Klar, wenn das für dich kein Problem ist.

[15:15, Lisa]

Super! Ich fahre sofort los. Bis gleich! (:

Puh, das lief nochmal gut. Ich springe von meinem Bett und suche mir erstmal etwas Neues zum Anziehen aus.

Das Spiegelbild vor mir verändert sich innerhalb von wenigen Minuten. Von dem Mädchen in einer gemütlichen Leggings und einem oversized Shirt wird nun eine Lisa mit einer blauen Jeans und einem schlichten weißen T-Shirt, dass ich in meine Hose gesteckt habe. Meine blonden Haare habe ich aus dem Zopf befreit und sie liegen glatt auf meinem Brustkorb.

Ansonsten trage ich noch etwas Concealer, Puder, Mascara und Lippenstift auf mein Gesicht auf, bis ich zufrieden mit der Person bin, die im Spiegelbild erkennbar ist.

Schnell schnappe ich nach dem Handy, welches ich in meine braune Handtasche packe und diese über die Schulter schwinge.

Meine Hand legt sich auf den Türgriff und ich bete innerlich, dass dieser Idiot mir nicht den Weg kreuzt. Tief einatmend drücke ich die Klinke hinunter.

Vorsichtig strecke ich meinen Kopf durch den offenen Spalt der Tür. Sein Zimmer ist auch noch ausgerechnet direkt nebenan.

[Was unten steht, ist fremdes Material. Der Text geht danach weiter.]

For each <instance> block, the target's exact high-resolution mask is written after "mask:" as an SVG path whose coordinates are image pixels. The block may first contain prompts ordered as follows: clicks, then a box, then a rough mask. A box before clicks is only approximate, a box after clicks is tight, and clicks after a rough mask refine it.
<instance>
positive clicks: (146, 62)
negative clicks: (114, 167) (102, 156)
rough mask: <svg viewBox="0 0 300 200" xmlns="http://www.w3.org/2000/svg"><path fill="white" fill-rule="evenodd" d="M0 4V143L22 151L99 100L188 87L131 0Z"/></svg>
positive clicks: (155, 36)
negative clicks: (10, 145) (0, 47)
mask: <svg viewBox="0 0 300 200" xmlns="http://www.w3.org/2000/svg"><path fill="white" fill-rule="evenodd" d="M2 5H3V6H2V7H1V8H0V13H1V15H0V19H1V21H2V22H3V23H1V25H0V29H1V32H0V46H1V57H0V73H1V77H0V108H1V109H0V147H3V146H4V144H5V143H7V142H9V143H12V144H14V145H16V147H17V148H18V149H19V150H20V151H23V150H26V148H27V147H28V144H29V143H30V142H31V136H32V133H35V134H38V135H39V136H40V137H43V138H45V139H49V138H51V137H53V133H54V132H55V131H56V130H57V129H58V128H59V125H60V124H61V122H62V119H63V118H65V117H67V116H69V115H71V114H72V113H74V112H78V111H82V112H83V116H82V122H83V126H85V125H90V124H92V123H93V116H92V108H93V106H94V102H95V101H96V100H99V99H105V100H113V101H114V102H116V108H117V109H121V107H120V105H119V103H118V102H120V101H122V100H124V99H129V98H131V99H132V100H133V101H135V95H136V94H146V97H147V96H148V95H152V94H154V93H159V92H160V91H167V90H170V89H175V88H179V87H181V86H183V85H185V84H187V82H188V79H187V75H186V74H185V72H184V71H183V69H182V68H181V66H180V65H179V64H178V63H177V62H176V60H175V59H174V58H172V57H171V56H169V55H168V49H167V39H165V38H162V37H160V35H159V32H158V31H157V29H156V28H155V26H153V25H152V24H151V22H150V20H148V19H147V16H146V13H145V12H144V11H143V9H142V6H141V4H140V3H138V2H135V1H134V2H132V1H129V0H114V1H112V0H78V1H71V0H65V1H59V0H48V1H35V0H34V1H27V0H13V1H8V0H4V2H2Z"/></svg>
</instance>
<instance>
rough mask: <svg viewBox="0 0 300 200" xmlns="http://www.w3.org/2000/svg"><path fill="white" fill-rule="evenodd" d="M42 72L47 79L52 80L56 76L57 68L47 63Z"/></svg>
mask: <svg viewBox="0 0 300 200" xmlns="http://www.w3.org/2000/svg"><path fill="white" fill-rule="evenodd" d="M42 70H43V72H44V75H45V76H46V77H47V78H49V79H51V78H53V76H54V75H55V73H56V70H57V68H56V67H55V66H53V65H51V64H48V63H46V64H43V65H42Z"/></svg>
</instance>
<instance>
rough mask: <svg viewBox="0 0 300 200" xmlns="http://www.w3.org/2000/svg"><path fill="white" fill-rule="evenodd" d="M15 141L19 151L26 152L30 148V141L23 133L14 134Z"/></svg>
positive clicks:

Da sich nichts regt, trete ich aus dem Raum und schließe sofort wieder die Tür.

Auf Zehenspitzen gehe ich den Flur entlang, bis sich die Küche auf meiner rechten Seite erstreckt. Anstatt Steven sitzt nun Anna an der Küchentheke mit einer Schüssel Müsli.

„Wer kommt denn da aus ihrem Zimmer gekrochen?", fragt sie mit vollen Mund, während ich an ihr vorbeischleiche, um links ins Wohnzimmer zu gucken, nur um erleichtert festzustellen, dass sich Steven dort ebenfalls nicht aufhält.

Zufrieden lächle ich und gehe zur Garderobe, um mir Schuhe und eine Jacke anzuziehen.

„Wo ist denn unser neuer Mitbewohner?", erkundige ich mich bei Anna.

„Mit seinen Freunden unterwegs, denke ich. Wohin verschlägt es dich denn?", fragt sie, derweil sie sich erneut einen gehäuften Löffel in den Mund schiebt.

„Ich fahr zu Will und sag mir nicht, dass meine Befürchtungen wahrgeworden sind, das du dich die letzten sechs Wochen nur von Müsli und tiefkühl Pizza ernährt hast." Niemand ist fauler, was das Kochen angeht, wie Anna. Ich schaue sie mit erhobenen Augenbrauen an.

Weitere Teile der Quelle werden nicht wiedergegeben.